Maurizio Pisati: U-CABARET
Rehearsals and excerpts from the concert
Two voices, mechanical puppets, instruments,
electronics
MILANO, Palazzina Liberty
18.04.2007
- MusicaRealtà2007
U diventa Cabaret / Invenzione /
Viaggio utopico / Teatro dei segni
• U diventa Cabaret
U è il titolo di una precedente composizione per Ensemble, nata come
ulteriore e personale riflessione sulle lingue
cosiddette Utopiche -ma anche fantastiche e immaginarie, talvolta solo narrate,
talaltra praticate da una cerchia di eletti- a partire da quella di Thomas More
proprio in “Utopia”, dove compare un unico pensiero scritto nella nuova lingua,
poi così tradotto: Libenter impartio mea, non gravatim accipio meliora.
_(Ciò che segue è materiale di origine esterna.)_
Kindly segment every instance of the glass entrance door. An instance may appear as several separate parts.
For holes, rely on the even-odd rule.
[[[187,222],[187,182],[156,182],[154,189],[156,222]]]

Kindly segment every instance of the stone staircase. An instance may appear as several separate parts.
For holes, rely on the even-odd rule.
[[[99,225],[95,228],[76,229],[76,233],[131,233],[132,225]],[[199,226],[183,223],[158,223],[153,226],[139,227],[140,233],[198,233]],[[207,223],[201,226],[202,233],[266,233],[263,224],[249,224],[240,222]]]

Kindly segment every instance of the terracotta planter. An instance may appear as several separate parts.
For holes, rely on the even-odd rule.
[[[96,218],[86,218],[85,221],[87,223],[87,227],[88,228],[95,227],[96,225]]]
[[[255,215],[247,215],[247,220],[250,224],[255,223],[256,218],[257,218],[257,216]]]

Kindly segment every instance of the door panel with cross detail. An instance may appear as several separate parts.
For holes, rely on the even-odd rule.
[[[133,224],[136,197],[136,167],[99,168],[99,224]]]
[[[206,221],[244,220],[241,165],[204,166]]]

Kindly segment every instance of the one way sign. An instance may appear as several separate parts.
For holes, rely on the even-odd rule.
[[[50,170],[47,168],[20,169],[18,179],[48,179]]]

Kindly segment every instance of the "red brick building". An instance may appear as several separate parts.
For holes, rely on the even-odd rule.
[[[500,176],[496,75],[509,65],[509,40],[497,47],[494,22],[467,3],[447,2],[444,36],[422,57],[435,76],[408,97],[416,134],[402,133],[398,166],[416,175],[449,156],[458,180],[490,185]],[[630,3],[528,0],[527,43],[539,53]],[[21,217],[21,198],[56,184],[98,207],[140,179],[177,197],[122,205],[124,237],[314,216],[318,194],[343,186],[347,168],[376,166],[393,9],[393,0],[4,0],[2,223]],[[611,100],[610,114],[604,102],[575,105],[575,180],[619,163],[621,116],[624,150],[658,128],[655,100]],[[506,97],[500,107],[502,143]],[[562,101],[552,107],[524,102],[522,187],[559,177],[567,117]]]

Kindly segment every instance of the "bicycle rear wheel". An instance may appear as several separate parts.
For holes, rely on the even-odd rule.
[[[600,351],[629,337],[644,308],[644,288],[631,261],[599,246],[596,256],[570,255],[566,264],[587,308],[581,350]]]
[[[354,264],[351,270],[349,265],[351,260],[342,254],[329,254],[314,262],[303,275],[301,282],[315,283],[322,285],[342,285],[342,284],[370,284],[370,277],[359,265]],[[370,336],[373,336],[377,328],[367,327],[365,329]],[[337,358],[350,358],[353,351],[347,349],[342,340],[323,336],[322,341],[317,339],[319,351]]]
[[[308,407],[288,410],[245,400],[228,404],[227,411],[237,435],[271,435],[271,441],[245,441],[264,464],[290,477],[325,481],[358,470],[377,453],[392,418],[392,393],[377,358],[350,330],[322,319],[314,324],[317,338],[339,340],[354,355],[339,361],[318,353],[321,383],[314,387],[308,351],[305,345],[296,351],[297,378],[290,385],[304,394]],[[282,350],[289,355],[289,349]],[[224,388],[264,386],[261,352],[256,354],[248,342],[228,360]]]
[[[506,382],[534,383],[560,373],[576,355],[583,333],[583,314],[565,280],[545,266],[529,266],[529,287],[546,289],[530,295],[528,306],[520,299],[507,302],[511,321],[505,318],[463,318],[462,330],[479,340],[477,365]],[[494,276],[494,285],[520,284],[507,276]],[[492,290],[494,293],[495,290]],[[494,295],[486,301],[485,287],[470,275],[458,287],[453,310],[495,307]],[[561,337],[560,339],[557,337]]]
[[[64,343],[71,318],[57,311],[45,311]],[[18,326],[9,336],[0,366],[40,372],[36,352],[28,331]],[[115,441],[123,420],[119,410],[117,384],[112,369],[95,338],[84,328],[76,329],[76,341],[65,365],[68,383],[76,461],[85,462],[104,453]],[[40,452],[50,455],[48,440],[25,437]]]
(Volentieri dico ciò che ho fatto, senza ripugnanza accetto cose migliori). In quella prima composizione U era un
suono, un gesto della mano, una movenza del corpo. Ora, in U-Cabaret, quel
suono viene evocato dall’elaborazione elettronica e reinventato assieme ad
altri strumenti reali e immaginari: i gesti del dire e del suonare si fanno
drammaturgia, la recitazione reinventa la lingua, la lingua svela un suono e
assieme costruiscono la partitura. Un
continuo scambio di ruoli che per sua natura ingenera travisamenti e inciampi,
scivolate e disorientamenti, sorprese, insomma: un cabaret.
• Invenzione
Il rapporto musicista-pubblico è spesso ridotto alla
generalizzazione datore-fruitore, uno stereotipo a senso unico come sovente i
rapporti insegnante-allievo, servizi-utenza, datore di lavoro-operaio,
palinsesto tv-audience e così via. Si
evidenzia cioè solo la superficie, la relazione tra un ripetitore e un
ascoltatore, un manuale di istruzioni scambiato per un libro. Cos’altro si può fare, invece? Intendo
dire: cos’altro possiamo intravedere, in questi rapporti, che ci riconduca alla
loro origine di relazioni vicendevoli e fruttuose, arricchite cioè del valore
dell’Invenzione?
• Teatro dei segni e dei gesti del suonare
Intanto proviamo a ricreare sul palco una relazione
dinamica tra soggetti in apparenza contrapposti, o tra una parte più umana e
una più meccanica, a leggere tra le righe e vivere un testo -in questo caso Il
Giocatore di Scacchi di Maelzel, di E. A. Poe- come la rappresentazione di più
esperienze parallele. In scena
quindi il racconto viene recitato, suonato, tradotto, il suono è talvolta solo
mimato: un teatro immediato e uno parallelo di gesti del suonare, la
recitazione di automatismi, così come il suono del racconto vocale senza
parole.
• Viaggio Utopico
Sarà un breve viaggio in cerca di quei segni di utopia nascosti (tra le
righe, appunto) che ogni scrittura porta con sè. La scrittura il più delle volte segue
un pensiero, ma il pensiero non necessita della scrittura per trovare
compiutezza. Forse un monaco orientale calligrafo, o un bambino, vedono nascere
assieme pensiero e segno. Il monaco, dopo lungo pensare e poi non pensare,
ritrovando non già un significato ma un respiro. Il bambino girovagando tra le
immagini mentali, mentre muove la mano che è già un segno. In U-Cabaret i due personaggi si
segnano e pensano vorticosamente, si scambiano le battute, si imitano,
ammiccano, ricalcano i gesti strumentali e i suoni degli oggetti, evocano
scenari acustici, i loro movimenti perturbano l’aria, gli stessi gesti delle
mani dettano alla Voce virtuosismo e varietà, nell’ansia di diversificarsi
dall’automa. Il racconto di Poe
dimostra come il famoso Giocatore di Scacchi non potesse essere un automa ma
nascondesse in realtà al suo interno un essere umano. Così in U-Cabaret i ruoli si
intrecciano, o almeno si con-fondono, scoprendosi la voce umana ricca anche di
un’anima meccanica, mentre la meccanica rivela insospettabili respiri.